# Trucks and following the Rules (short story)



## Gumbo (Sep 22, 2007)

I have an ATV and I drive it ethically, responsibly, and legally. I took it out this weekend to run my dogs and was amazed at the damage done by all the big trucks. They love it when things get muddy so they can go out and tear up the environment. They take a single-width dirt road and turn it into a four-lane mud hole with ruts knee-deep.

I was coming down a fairly step section of the snowy road (which I was able to go up slow and easy with no tire slippage) and found two trucks stuck half-way up, digging holes in the road as they tried to power up it. What a cletus!

I say ban all trucks and leave the roads open to ATV traffic only.


----------



## bowgy (Oct 10, 2007)

:mrgreen:


----------



## TEX-O-BOB (Sep 12, 2007)

> They take a single-width dirt road and turn it into a four-lane mud hole with ruts knee-deep.

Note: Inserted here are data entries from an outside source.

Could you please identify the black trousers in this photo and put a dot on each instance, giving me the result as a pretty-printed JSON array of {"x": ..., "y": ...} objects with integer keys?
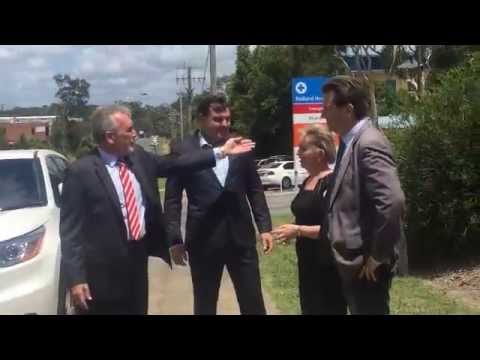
[
  {"x": 242, "y": 265},
  {"x": 320, "y": 288},
  {"x": 134, "y": 281},
  {"x": 365, "y": 297}
]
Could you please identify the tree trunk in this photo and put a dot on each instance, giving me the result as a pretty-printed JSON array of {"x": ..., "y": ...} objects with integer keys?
[{"x": 373, "y": 103}]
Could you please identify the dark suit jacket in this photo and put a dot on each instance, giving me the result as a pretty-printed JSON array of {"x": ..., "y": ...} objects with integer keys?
[
  {"x": 216, "y": 214},
  {"x": 366, "y": 203},
  {"x": 93, "y": 235}
]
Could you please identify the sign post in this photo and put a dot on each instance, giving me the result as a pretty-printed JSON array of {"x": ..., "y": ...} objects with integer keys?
[{"x": 307, "y": 107}]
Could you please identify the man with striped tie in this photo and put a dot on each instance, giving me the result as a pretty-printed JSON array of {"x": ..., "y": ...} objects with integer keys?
[{"x": 111, "y": 216}]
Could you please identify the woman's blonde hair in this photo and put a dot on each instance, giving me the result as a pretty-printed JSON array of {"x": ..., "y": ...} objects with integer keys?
[{"x": 321, "y": 138}]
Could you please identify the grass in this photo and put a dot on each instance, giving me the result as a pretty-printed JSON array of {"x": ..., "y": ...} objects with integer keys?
[{"x": 409, "y": 295}]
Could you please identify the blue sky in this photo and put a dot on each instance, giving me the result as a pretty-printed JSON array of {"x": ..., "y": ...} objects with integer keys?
[{"x": 115, "y": 72}]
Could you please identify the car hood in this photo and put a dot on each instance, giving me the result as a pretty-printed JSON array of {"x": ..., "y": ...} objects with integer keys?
[{"x": 17, "y": 222}]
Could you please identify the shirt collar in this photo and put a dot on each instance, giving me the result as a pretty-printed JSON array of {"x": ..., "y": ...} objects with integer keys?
[
  {"x": 108, "y": 159},
  {"x": 203, "y": 141},
  {"x": 348, "y": 137}
]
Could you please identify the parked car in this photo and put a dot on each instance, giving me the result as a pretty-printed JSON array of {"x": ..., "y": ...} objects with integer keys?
[
  {"x": 264, "y": 162},
  {"x": 282, "y": 157},
  {"x": 277, "y": 174},
  {"x": 30, "y": 277}
]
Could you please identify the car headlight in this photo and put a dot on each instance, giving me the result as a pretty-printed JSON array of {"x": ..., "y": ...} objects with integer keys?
[{"x": 21, "y": 248}]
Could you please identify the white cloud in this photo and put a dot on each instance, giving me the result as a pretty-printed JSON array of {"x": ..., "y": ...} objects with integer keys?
[{"x": 115, "y": 72}]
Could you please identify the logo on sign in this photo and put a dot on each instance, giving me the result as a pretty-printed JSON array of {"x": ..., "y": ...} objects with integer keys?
[{"x": 301, "y": 88}]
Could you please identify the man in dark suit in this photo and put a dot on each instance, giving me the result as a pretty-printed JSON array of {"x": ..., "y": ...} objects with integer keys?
[
  {"x": 111, "y": 217},
  {"x": 366, "y": 202},
  {"x": 219, "y": 230}
]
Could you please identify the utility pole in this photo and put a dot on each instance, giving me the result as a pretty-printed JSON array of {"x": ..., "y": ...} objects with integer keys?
[
  {"x": 189, "y": 91},
  {"x": 181, "y": 115},
  {"x": 213, "y": 69}
]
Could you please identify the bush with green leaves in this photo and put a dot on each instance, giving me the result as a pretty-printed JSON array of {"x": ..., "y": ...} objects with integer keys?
[{"x": 439, "y": 165}]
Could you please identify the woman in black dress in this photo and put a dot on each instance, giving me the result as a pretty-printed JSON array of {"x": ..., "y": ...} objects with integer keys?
[{"x": 319, "y": 284}]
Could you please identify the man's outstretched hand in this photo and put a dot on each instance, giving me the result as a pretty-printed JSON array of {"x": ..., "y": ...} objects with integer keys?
[{"x": 237, "y": 145}]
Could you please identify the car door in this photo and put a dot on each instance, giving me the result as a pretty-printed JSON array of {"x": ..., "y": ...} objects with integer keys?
[{"x": 57, "y": 167}]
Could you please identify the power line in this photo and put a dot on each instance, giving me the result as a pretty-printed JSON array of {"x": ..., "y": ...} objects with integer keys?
[{"x": 205, "y": 70}]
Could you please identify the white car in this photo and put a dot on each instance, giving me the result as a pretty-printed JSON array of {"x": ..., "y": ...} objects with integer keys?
[
  {"x": 279, "y": 173},
  {"x": 30, "y": 281}
]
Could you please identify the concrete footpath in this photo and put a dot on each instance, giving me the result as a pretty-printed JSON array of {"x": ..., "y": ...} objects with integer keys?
[{"x": 171, "y": 292}]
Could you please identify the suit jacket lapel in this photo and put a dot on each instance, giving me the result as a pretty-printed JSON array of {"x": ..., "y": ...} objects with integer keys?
[
  {"x": 195, "y": 142},
  {"x": 347, "y": 157},
  {"x": 108, "y": 184},
  {"x": 232, "y": 164},
  {"x": 139, "y": 172}
]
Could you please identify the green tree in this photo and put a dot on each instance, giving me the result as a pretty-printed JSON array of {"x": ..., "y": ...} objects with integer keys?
[
  {"x": 73, "y": 93},
  {"x": 438, "y": 163}
]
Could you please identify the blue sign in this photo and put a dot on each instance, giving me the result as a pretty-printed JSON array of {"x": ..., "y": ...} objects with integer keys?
[{"x": 308, "y": 89}]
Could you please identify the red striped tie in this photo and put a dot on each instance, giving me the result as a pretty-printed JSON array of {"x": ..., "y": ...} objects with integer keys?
[{"x": 130, "y": 202}]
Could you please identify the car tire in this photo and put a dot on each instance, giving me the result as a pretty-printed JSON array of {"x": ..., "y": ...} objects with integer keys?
[{"x": 286, "y": 183}]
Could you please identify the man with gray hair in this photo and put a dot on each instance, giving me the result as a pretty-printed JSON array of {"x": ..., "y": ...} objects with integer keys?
[{"x": 111, "y": 216}]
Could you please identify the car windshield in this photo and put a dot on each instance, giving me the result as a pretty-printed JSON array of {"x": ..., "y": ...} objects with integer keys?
[
  {"x": 271, "y": 166},
  {"x": 22, "y": 184}
]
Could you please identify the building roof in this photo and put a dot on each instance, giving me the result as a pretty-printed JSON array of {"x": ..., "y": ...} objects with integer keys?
[{"x": 408, "y": 64}]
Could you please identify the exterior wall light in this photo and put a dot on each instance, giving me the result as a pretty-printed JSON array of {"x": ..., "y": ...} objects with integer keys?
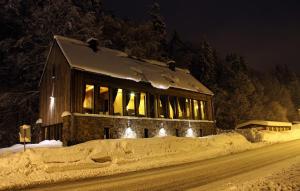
[
  {"x": 190, "y": 133},
  {"x": 162, "y": 132}
]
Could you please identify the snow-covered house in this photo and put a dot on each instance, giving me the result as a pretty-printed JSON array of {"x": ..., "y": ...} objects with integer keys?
[{"x": 90, "y": 92}]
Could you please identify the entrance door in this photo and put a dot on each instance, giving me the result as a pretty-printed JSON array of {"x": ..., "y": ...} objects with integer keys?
[
  {"x": 106, "y": 133},
  {"x": 146, "y": 133},
  {"x": 200, "y": 133},
  {"x": 177, "y": 132}
]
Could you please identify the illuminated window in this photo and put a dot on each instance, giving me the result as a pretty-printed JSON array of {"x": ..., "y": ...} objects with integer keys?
[
  {"x": 188, "y": 108},
  {"x": 162, "y": 106},
  {"x": 181, "y": 108},
  {"x": 104, "y": 100},
  {"x": 141, "y": 104},
  {"x": 117, "y": 98},
  {"x": 88, "y": 102},
  {"x": 130, "y": 103},
  {"x": 172, "y": 107},
  {"x": 196, "y": 109},
  {"x": 203, "y": 110},
  {"x": 152, "y": 104}
]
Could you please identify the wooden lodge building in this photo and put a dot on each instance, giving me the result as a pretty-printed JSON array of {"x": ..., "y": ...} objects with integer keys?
[{"x": 90, "y": 92}]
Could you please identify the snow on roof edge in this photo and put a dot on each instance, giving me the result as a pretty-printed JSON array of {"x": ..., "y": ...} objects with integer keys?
[
  {"x": 58, "y": 38},
  {"x": 264, "y": 123}
]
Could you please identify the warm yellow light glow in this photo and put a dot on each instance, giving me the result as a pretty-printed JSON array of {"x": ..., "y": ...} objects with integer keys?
[
  {"x": 118, "y": 103},
  {"x": 88, "y": 102},
  {"x": 161, "y": 109},
  {"x": 142, "y": 105},
  {"x": 162, "y": 132},
  {"x": 129, "y": 133},
  {"x": 171, "y": 111},
  {"x": 188, "y": 107},
  {"x": 103, "y": 100},
  {"x": 103, "y": 90},
  {"x": 52, "y": 102},
  {"x": 130, "y": 105},
  {"x": 190, "y": 133},
  {"x": 202, "y": 112},
  {"x": 180, "y": 110},
  {"x": 196, "y": 109}
]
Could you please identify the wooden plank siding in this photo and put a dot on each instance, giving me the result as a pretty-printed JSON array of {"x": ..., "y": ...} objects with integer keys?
[
  {"x": 68, "y": 88},
  {"x": 57, "y": 66}
]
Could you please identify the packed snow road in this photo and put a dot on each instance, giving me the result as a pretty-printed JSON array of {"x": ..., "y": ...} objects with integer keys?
[{"x": 213, "y": 174}]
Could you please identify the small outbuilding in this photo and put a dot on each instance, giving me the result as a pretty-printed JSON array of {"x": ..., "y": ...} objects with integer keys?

You must have been out behind Willard bay... Idiots!


----------



## HighmtnFish (Jun 3, 2010)

Some people don't have ATV's. Others only have one truck so they take care of it and drive it responsibly then they don't have to repair it every time they take it out. A well placed gate that could be closed in the winter time could save some of these public roads from being torn up by idiots in trucks and on ATV's.


----------



## Mytoge Muley (Jan 11, 2011)

Personally it all comes down to common sense again guys. If Dad let you borrow his nice car when you were 16 would you beat the piss out of it and expect to get it again? I wouldnt. In every sport theres always going to be someone whos a few cards less then a full house, giving the activity/others bad publicity or bad reputations. We have to unite as sportsman, does that mean get in a fist fight when you see someone doing something wrong, NO, but I think we should at least try to have an honor code amongst ourselfs and comfront, or report the abusers. Just to protect what we like and love. Just my thoughts.


----------



## quakeycrazy (Sep 18, 2007)

I have seen several roads closed due to people causing major ruts and going off road around the ruts. The ones they have reopened they posted signs saying that if people don't use them responsibly they could be permanently closed. People just need to use common sense when driving on mountain roads.


----------